For the reaction $\dfrac{1}{8}{S_8}(s) + \dfrac{3}{2}{O_2}(g) \to S{O_3}(g)$ ​ , the difference of heat change at constant pressure and constant volume at 27 degree Celsius will be:
(A) +150 R
(B) -150 R
(C) +450 R
(D) -450 R

Answer 1

The first law of thermodynamics is simply the application of the conservation of energy principle which states that energy can neither be created nor destroyed, to heat and thermodynamic processes.
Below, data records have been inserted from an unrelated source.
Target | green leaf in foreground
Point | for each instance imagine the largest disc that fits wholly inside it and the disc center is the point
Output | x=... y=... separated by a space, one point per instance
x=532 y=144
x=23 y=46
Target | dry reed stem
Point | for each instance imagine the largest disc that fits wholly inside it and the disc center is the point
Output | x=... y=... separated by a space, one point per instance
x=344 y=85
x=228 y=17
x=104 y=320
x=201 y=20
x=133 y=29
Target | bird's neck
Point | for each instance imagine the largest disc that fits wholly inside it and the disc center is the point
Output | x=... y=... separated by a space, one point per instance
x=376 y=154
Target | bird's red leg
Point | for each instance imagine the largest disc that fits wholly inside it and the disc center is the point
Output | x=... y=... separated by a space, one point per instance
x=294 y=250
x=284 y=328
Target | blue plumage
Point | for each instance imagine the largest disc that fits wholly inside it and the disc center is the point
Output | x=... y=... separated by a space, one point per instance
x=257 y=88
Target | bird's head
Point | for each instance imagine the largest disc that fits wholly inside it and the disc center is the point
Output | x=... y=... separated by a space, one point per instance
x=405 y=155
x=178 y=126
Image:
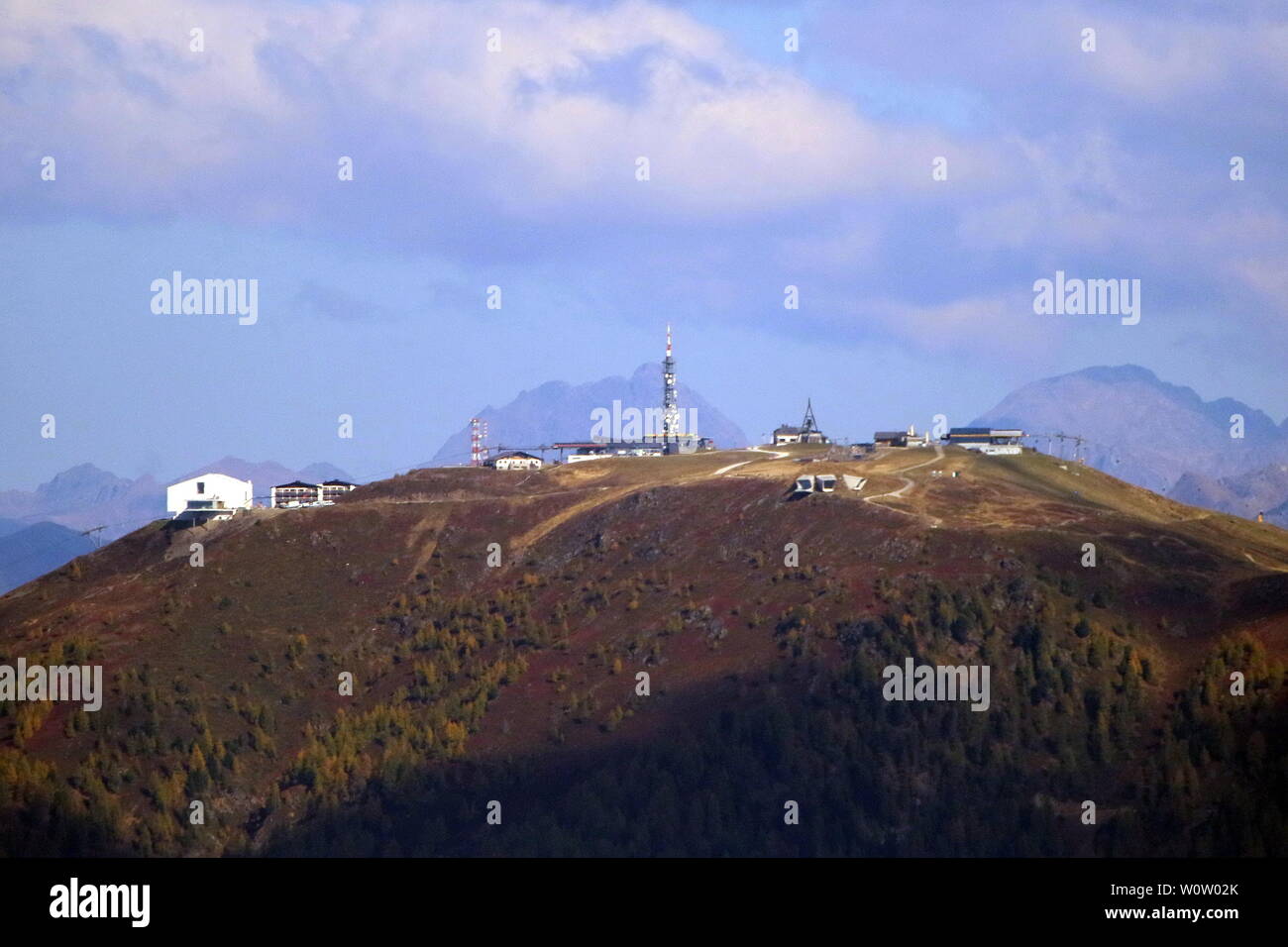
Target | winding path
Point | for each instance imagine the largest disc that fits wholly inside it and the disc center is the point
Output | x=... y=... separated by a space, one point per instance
x=774 y=455
x=907 y=484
A way of expressing the first law of thermodynamics in a chemical system is that any change in the internal energy of the system is given by the sum of the heat that flows in and out of the system and the work done on the system by the surroundings.

Complete answer:
We know that the first law of thermodynamics can be written as
$\Delta H - \Delta U = \Delta {n_g}RT$
Here the difference of heat change at constant pressure will be denoted by $\Delta H$ and the difference of heat change at constant volume is denoted by $\Delta U$ .
Now we need to find the value of $\Delta {n_g}$ . This is the difference between the number of moles of gaseous reactants and the number of moles of gaseous products.
$\Delta {n_g}$ = 1-1.5 = -0.5
Thus we can substitute the values into the equation and thus get:
$\Rightarrow \Delta H - \Delta U = - 0.5 \times R \times 300$
Thus the difference of heat change at constant pressure and constant volume at 27 degree Celsius will be
$\Rightarrow \Delta H - \Delta U = - 150R$
Thus the correct answer will be option (B).

Note:
$\Delta H$ is known as the heat at constant pressure because at a constant pressure the change in enthalpy is used by the system as the heat flow of the system. This can be easily understood by the formula of enthalpy.
$\Delta U$ is known as the heat at constant volume because at constant volume the heat of the reaction is equal to the change in internal energy of the system.